El arte y la arquitectura modernas en Venezuela.

Por José Ramón Alonso Lorea.

El modernismo en arte.

Entre los años veinte y treinta, fue el pintor Armando Reverón (1889-1954) quien inició a Venezuela en una verdadera modernidad pictórica. Instalado de forma permanente en un pequeño pueblo del litoral caribe, su obra derivó hacia un estudio de los efectos de la luz solar sobre las cosas. La intensidad luminosa del Caribe llevó a Reverón a crear una obra de síntesis con mucha originalidad: la irradiación de la luz como efecto difusor de las imágenes y de los colores, predominando el blanco. Su propuesta resultó muy novedosa dentro del contexto plástico americano del momento.
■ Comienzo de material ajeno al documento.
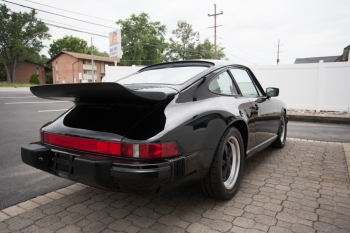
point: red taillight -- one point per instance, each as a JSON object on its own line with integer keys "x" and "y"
{"x": 158, "y": 150}
{"x": 153, "y": 150}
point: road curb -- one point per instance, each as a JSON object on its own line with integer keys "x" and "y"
{"x": 319, "y": 118}
{"x": 38, "y": 201}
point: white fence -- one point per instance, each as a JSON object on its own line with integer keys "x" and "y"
{"x": 114, "y": 73}
{"x": 316, "y": 86}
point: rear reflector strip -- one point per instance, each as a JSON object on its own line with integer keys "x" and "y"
{"x": 150, "y": 150}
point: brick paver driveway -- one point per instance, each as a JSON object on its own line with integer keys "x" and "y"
{"x": 301, "y": 188}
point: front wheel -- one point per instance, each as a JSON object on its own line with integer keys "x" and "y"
{"x": 226, "y": 171}
{"x": 282, "y": 132}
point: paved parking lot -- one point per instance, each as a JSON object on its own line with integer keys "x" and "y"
{"x": 301, "y": 188}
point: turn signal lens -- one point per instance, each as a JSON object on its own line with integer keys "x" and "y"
{"x": 145, "y": 151}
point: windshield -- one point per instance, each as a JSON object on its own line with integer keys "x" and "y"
{"x": 172, "y": 75}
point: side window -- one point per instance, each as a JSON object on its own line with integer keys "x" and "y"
{"x": 244, "y": 82}
{"x": 222, "y": 84}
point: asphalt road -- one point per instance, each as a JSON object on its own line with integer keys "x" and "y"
{"x": 21, "y": 116}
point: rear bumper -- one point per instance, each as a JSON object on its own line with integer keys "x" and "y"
{"x": 113, "y": 174}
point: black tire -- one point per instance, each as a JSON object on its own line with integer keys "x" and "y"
{"x": 226, "y": 170}
{"x": 282, "y": 132}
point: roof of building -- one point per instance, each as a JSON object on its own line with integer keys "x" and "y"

La renovación de Reverón en pintura, tiene su equivalente en la escultura en la obra de Francisco Narváez (n.1905). Las tallas de Narváez se caracterizan por la síntesis de las formas y una tendencia hacia la estilización geométrica. Su trabajo de volúmenes, y la talla directa sobre piedra y madera, marca la ruptura con la escultura figurativa modelada en barro y moldeada en yeso que se enseñaba en la Academia. Si la naturaleza caribeña le imprime un carácter de identificación nacional a la obra de Reverón, en la obra escultórica de Narváez ciertos temas de intención social y nativista ofrecen una lectura de igual significado; ejemplo destacado de ello lo tenemos en su obra La criolla.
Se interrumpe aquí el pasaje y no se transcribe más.